In general, it seems that neither boys nor girls, with a very slight difference in pre-adolescents' and adolescents' groups, show a proper awareness of their emotional abilities. Indeed, both overestimation and underestimation reflect poor awareness of one's own emotions and may have negative effects on individual personal life. The overestimation of one's own emotional abilities might lead adolescents to copy with situation they are not able to manage; underestimation of their emotional abilities might lead them to avoid those situations that they could be able to front, reducing the experiences of success and in general their self-efficacy.

In our previous study on the relationship between emotional and meta-emotional intelligence and sociometric status (D'Amico & Geraci, 2021) we demonstrated that pre-adolescents with higher levels of ability EI, meta-emotional knowledge and meta-emotional self-evaluation are more accepted by others while those that overestimate their emotional abilities are more refused by peers. For this reason, we claimed that, for social relationships, the most “dangerous bias” in evaluating one's own emotional abilities is the overestimation. In this sense, based on our results, boys might be statistically more at risk for social rejection by peers than girl.

On the other hand, the tendency to underestimate may be likewise dangerous for girls. Indeed, we know from literature (Miao et al., 2016) that people perceiving themselves as emotional intelligent, tend to perceive general positive affect, such as feeling active, alert, and energetic at any given moment in time, whereas people who perceive themselves as poor in emotional intelligent tend to experience negative affect. Thus, on the basis of our results, girls might be statistically more at risk for negative affect and this could also help to explain, along with other neurobiological factors, the prevalence for anxiety (Jalnapurkar et al., 2018) and depression (Labaka et al., 2018) in females when compared to males. Overestimation and underestimation errors might be also a side effect of the different degree of importance that boys and girls give to emotions in everyday life. Our results in meta-emotional beliefs seem to corroborate this view. Indeed, girls show higher scores than boys, demonstrating they own a belief's systems about emotions that is consistent with current scientific knowledge on emotional intelligence. In other words, girls believe more than boys that emotions count, and the importance given to emotions could lead girls to never consider themselves good enough in the emotional field.

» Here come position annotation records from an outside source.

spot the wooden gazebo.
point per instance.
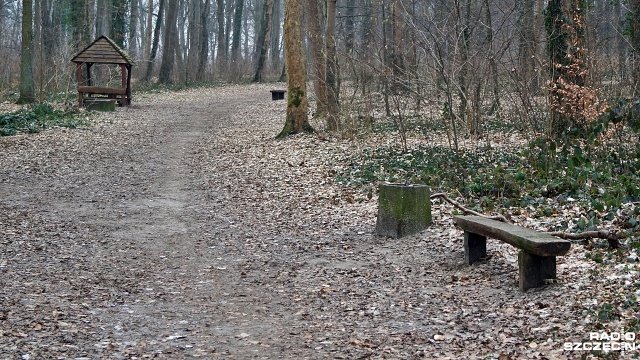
(103, 51)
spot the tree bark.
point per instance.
(117, 30)
(333, 92)
(169, 43)
(27, 92)
(526, 44)
(204, 39)
(156, 40)
(634, 34)
(275, 35)
(235, 41)
(133, 29)
(149, 32)
(195, 17)
(296, 120)
(221, 52)
(316, 40)
(263, 39)
(101, 20)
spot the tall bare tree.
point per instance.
(156, 40)
(316, 40)
(235, 40)
(262, 43)
(27, 89)
(221, 51)
(634, 34)
(297, 120)
(169, 43)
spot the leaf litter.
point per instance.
(178, 227)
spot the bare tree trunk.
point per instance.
(156, 40)
(263, 39)
(193, 54)
(333, 92)
(397, 49)
(275, 37)
(204, 39)
(235, 41)
(133, 29)
(296, 120)
(464, 30)
(169, 44)
(27, 91)
(316, 40)
(634, 33)
(221, 52)
(118, 25)
(526, 45)
(147, 42)
(101, 21)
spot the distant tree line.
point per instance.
(465, 58)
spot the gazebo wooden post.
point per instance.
(89, 73)
(129, 84)
(79, 81)
(123, 102)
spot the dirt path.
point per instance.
(179, 228)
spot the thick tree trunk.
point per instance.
(235, 41)
(156, 40)
(634, 33)
(149, 31)
(316, 40)
(296, 120)
(204, 39)
(221, 51)
(117, 30)
(275, 35)
(101, 20)
(133, 29)
(526, 44)
(263, 39)
(169, 43)
(27, 92)
(333, 92)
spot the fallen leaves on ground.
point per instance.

4.1. Limitations and future directions

We are aware that our study presents some limitation that could be overcome in future studies. Firstly, it could be useful to examine sex differences in a wider range of age groups, and in particular in younger children, in order to see if sex differences are less evident in children than in pre-adolescents. Definitely, longitudinal studies in which emotional and meta-emotional intelligence are measured during transition from childhood to adulthood may give very important insights on their developmental trend. We are also aware that this study is about sex differences and that sex does not always corresponds to gender identity and sexual orientation. For instance, the study focusing on emotional intelligence and sexual orientation realized by Mîndru and Năstasă (2017), evidenced higher levels of both self-reported EI and ability EI in adults with homosexual orientation compared to those with heterosexual orientation. It is not clear to what extent this could be related to results about sex differences and, however, only one study is not enough for making clear conclusions. Moreover, due to the novelty of the paradigm, there is actually no information about meta-emotional intelligence in people with different sexual orientation. Thus, future studies should focus on differences in emotional and meta-emotional intelligence of adolescents and adults that differ not only for biological sex but also for gender identity and sexual orientation. We wonder if gender identity and sexual orientation, more than biological sex, may also predict size and direction of meta-emotional knowledge and meta-emotional self-evaluation.